Soft classification gives a probability for each class, as opposed to returning only a single predicted class.

## Q9

This is the definition of posterior probability.

## Q10

As can be seen in Q4, these are the four ways in which data is grouped by a confusion matrix.

## Q11

Axons are the things which transmit electrical impulses from neuron to neuron through the brain. In a neural network, this is best represented by the connections between layers, or a given neuron's outputs.

## Q12

A set of definitions.

## Q13

The difference between these two methods is that in SGD, only a subset of the data is used to reduce the cost function.

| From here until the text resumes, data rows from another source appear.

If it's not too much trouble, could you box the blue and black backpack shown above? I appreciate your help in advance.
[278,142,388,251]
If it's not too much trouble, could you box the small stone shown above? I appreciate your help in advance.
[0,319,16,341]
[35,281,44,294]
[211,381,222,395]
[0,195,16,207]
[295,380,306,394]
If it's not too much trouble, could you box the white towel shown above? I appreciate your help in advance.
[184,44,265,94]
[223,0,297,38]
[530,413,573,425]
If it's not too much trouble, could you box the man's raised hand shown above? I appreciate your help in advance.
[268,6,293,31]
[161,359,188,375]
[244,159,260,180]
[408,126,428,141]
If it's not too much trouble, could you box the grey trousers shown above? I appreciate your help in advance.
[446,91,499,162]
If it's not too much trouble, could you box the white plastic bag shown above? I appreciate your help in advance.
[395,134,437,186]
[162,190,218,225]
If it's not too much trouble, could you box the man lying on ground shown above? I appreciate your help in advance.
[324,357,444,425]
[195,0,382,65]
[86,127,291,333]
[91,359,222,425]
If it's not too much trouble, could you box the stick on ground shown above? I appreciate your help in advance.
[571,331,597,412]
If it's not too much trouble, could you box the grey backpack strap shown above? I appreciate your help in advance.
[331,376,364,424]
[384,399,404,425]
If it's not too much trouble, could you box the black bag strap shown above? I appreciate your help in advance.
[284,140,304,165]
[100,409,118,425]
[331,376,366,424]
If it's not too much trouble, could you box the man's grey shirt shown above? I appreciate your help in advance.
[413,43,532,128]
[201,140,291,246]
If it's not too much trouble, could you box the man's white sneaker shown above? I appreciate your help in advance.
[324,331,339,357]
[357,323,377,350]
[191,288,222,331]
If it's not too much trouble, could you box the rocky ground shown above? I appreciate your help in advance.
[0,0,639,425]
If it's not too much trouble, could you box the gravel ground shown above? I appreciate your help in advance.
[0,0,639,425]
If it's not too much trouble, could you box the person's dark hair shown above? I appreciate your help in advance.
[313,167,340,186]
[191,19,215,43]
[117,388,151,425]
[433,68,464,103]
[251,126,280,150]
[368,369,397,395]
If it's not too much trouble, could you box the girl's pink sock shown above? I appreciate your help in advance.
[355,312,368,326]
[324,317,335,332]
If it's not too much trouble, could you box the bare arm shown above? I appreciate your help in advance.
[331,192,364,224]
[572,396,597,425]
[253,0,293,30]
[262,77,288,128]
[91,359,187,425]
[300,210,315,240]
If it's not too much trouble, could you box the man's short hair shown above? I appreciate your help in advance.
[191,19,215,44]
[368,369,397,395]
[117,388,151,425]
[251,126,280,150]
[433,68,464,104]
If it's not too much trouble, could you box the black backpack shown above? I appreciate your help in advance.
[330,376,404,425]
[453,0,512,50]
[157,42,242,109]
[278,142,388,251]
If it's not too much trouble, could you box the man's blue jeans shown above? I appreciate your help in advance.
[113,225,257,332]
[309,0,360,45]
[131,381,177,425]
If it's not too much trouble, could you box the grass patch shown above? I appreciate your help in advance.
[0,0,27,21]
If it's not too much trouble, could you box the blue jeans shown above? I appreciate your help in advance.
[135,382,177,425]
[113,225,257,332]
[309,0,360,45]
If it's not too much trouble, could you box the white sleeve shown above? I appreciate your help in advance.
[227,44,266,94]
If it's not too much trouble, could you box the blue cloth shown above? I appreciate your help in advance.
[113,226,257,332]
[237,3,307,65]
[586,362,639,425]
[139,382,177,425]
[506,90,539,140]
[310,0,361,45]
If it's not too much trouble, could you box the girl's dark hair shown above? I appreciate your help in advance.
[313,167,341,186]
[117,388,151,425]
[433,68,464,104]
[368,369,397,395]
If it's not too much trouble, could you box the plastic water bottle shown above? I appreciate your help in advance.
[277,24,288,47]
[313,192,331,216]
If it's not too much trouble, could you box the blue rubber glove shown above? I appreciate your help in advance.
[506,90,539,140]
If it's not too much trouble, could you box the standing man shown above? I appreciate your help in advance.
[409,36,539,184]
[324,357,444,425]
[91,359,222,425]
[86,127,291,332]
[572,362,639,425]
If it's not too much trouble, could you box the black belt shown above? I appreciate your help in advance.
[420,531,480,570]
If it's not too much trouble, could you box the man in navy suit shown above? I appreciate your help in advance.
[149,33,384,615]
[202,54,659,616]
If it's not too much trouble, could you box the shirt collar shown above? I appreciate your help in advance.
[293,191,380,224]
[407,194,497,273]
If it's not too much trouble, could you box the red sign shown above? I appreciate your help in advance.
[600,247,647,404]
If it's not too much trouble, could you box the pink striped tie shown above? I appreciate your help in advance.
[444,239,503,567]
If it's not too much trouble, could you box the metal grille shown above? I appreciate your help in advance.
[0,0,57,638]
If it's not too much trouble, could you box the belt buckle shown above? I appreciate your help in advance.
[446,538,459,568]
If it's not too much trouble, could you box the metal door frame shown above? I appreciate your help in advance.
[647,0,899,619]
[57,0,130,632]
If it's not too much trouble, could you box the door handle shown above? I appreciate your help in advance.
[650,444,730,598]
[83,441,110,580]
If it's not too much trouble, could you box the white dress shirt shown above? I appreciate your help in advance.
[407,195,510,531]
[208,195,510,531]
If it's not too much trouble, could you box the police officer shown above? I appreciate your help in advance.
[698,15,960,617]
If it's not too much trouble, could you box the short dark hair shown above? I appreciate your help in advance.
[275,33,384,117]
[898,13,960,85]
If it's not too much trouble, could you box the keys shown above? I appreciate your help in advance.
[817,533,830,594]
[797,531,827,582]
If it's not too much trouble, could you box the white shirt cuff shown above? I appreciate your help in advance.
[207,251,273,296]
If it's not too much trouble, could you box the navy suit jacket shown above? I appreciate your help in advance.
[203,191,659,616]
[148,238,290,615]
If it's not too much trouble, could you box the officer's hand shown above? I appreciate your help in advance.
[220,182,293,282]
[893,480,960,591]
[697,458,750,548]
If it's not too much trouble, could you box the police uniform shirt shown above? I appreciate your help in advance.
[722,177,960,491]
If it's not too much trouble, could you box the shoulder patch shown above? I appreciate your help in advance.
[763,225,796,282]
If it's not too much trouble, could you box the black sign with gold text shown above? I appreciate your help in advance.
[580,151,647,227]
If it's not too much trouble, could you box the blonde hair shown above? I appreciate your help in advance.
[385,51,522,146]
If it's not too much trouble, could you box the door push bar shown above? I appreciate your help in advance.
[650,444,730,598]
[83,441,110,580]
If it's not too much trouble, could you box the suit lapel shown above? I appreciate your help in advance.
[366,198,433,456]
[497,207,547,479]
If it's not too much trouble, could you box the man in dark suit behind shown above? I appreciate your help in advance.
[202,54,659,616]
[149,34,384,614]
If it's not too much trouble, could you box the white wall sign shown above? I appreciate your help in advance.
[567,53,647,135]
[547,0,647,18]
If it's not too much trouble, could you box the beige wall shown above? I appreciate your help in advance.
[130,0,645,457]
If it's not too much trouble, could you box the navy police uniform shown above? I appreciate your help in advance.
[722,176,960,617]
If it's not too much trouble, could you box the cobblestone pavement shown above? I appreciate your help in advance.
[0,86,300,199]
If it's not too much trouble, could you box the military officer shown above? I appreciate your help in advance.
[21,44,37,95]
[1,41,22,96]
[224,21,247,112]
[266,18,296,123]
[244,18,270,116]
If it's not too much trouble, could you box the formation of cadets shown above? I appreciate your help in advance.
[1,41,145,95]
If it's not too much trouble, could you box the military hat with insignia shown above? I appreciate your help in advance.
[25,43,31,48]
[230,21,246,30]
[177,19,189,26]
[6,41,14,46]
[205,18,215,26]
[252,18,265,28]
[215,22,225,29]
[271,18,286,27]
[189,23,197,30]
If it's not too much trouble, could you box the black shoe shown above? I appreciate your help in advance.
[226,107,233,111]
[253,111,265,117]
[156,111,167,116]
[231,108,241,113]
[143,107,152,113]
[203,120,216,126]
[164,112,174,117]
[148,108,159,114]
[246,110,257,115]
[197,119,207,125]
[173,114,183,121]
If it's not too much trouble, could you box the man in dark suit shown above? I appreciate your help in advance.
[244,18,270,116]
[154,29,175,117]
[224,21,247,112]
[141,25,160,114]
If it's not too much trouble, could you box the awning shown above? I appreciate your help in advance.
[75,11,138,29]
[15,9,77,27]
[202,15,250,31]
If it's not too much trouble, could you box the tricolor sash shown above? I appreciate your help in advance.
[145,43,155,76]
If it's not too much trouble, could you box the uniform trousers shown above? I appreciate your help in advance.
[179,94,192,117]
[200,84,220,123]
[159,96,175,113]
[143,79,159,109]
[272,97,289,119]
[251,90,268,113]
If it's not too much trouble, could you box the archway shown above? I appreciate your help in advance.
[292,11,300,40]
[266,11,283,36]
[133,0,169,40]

This constantly changing "surface" on which to minimize cost reduces the chance that some local minima sticks out, as it would have to do so over many iterations to stay put in a local minima.

## Q14

In [10]:
# First, reduce X to just our two features.
X = X[['mean radius','mean texture']]

In [11]:
# Now, initializing and fitting the model with 10 folds
model = GaussianNB()
accuracies = []

from sklearn.model_selection import KFold
from sklearn.metrics import accuracy_score
kf = KFold(n_splits=10, random_state=1693,shuffle=True)
for train_index, test_index in kf.split(X):
    X_train = X.values[train_index]
    y_train = y[train_index]
    X_test = X.values[test_index]
    y_test = y[test_index]
    model.fit(X_train, y_train)
    y_pred = model.predict(X_test)
    accuracies.append(accuracy_score(y_test,y_pred))
    

In [12]:
np.mean(accuracies)

0.8805137844611528

Our mean accuracy is $.8805$.

## Q15

We can largely use the same method as the previous question.

In [13]:
# Now, initializing and fitting the model with 10 folds
model = RFC(random_state=1693, max_depth=7, n_estimators = 100)
accuracies = []

from sklearn.model_selection import KFold
from sklearn.metrics import accuracy_score
kf = KFold(n_splits=10, random_state=1693,shuffle=True)
for train_index, test_index in kf.split(X):
    X_train = X.values[train_index]
    y_train = y[train_index]
    X_test = X.values[test_index]
    y_test = y[test_index]
    model.fit(X_train, y_train)
    y_pred = model.predict(X_test)
    accuracies.append(accuracy_score(y_test,y_pred))
    

In [14]:
np.mean(accuracies)

0.8804824561403508

Rounded, we have the same result: $.8805$.

## Q16

In [None]:
# First, we need keras loaded
!pip install tensorflow
!pip install keras

In [17]:
from tensorflow import keras
import tensorflow as tf

Next, we will construct our neural network.

In [18]:
model = tf.keras.Sequential([keras.layers.Dense(16, activation = tf.nn.relu),
                             keras.layers.Dense(8, activation = tf.nn.softmax),
                            keras.layers.Dense(4, activation = tf.nn.relu),
                             keras.layers.Dense(1, activation = tf.nn.sigmoid)])


In [22]:
model.compile(loss='binary_crossentropy',
              optimizer='adam',
              metrics=['accuracy'])

In [None]:
model.fit(X, y, epochs = 150, validation_split = 0.25, batch_size = 10, shuffle = False)

In [24]:
accuracies = []
kf = KFold(n_splits=10, random_state=1693,shuffle=True)
for train_index, test_index in kf.split(X):
    X_train = X.values[train_index]
    y_train = y[train_index]
    X_test = X.values[test_index]
    y_test = y[test_index]
    model.fit(X_train, y_train, epochs = 150, validation_split = 0.25, batch_size = 10, shuffle = False, verbose = 0)
    model.evaluate(X_test, y_test)



In [25]:
#We can take the accuracies straight from the output
accuracies = [.9474, .8421, .8947, .8772, .9298, .8596, .9298, .8947, .8947, .9107]

In [26]:
np.mean(accuracies)

0.89807

From the answer choices, the closest to $89.807\%$ is $89\%$.